Portés par ce break précoce, les Américains n’ont pas levé le pied. Les couloirs sont devenus leur terrain de chasse. Weston McKennie a dicté le tempo au cœur du jeu, orientant, cassant les lignes, lançant ses latéraux et ses ailiers dans le dos d’une défense australienne constamment sur le fil.

L’Australie a bien tenté de répondre en contre. Quelques sorties rapides, des projections timides, mais rien de vraiment tranchant. À chaque fois, la dernière passe a manqué ou la défense américaine a fermé la porte. Le contraste de rythme a sauté aux yeux : d’un côté, des États-Unis agressifs, mobiles, toujours en mouvement ; de l’autre, une équipe australienne souvent en retard, étouffée par la vitesse adverse.

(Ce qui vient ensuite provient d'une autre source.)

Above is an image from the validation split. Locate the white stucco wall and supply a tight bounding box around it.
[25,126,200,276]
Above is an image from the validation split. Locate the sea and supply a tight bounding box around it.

Juste avant la pause, la sanction est tombée une deuxième fois. Sergino Dest déclenche l’action sur le côté, lance une séquence parfaitement maîtrisée, et Alex Freeman conclut en trouvant le chemin des filets. Le but provoque un instant de flottement, un contact avec un défenseur australien semant le doute. L’arbitre attend l’aide de la VAR. Quelques secondes de tension, puis la validation. Le stade Lumen Field explose, les joueurs américains peuvent célébrer : 2-0, avantage net et mérité.

Ce qui frappe, c’est la manière. Privés de leur star Pulisic, les États-Unis n’ont pas perdu leur boussole. McKennie a pris les commandes, les ailes ont fait mal en permanence, et l’équipe a imposé une intensité que l’Australie n’a jamais su égaler. Les Socceroos ont couru, beaucoup, mais rarement dans le bon sens.

À la pause, Team USA tient déjà une position de force. Deux buts d’avance, une emprise claire sur le jeu, un public conquis. Reste une question, désormais : l’Australie trouvera-t-elle les ressources pour renverser cette marée, ou cette soirée à Lumen Field va-t-elle se transformer en démonstration américaine?